I wonder if you ran an analysis of every blog—let’s go way back, xanga and wordpress and blogspot and all the others. Every angsty teenager or established professional. I’d bet the most common blog post out there is, “I’m starting my blog up. Again. But for real this time.” Followed by one or two posts, no greater blogosphere interaction, and a lull of 6-18 months. So in the great spirit of the social conscious, I, too, am starting my blog again.

I’ve sort of had this love-hate relationship with bloggers. Particularly with amateur bloggers. It has always seemed particularly narcissistic to think that, of all the nodes of information commerce on the internet, someone would actually care to land on and engage with mine. So I’ve dabbled but never committed, because of the scathing internal critique I had for myself in my declaration as a “blogger.”

But that changed. Actually, that hasn’t necessarily changed, but my perspective on it has shifted a bit. I’m reading this book by Tad DeLay (God is Unconscious) which is (brace yourself, this gets weird) a theological treatment of Lacanian psychoanalysis. The mass appeal is pretty obvious. But one of the fundamental ideas that I’m reading is the differentiation between the Imaginary (which is our ego, our conscious) the Symbolic (our unconscious) and the Real, which is a sort of indefinable concept of that which breaks into our Imaginary and Symbolic worlds and holds us to some sort of account—which then changes/shapes our new Imaginary and Symbolic approaches to thought and or unthought. Subthought? (I’m not a psychiatrist. My language may not be technically correct.
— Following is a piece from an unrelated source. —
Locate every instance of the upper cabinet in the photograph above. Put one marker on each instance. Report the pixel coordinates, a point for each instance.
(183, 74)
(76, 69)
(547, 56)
I’m simply a nerd who likes reading hard stuff.)

So if this is true, that we all live in the Imaginary, then our experience with the world is, unavoidably, narcissistic. We can only identify the real as a function of our combined conscious and unconscious thought; everything is subjective, everything is filtered through experience, and everyone is without fail narcissistic. To deny narcissism would be to deny the sum of our experience, culture, family, upbringing, belief sets, etc. Essentially to deny narcissism would be to deny existence itself.

So here I am. Just another narcissistic asshole with a blog. I’m not sure what kind of market there is out there for a guy who like, among other things, fringe theological thought, psychoanalysis, sports, books, writing cathartic (which usually means bad) poetry, and now, apparently, blogging. But I’m writing again. And Seth Godin tells me that art without an audience isn’t art, just a journal. And odds are this will remain simply a journal, but in that odd chance that it connects with someone—as DeLay says, indirectly, which is the only way to connect truly—then good. If it doesn’t…well, I’m a narcissist. And an optimist. With that combination, I'm sure it will be heartfelt and meaningful and transform lives. Right?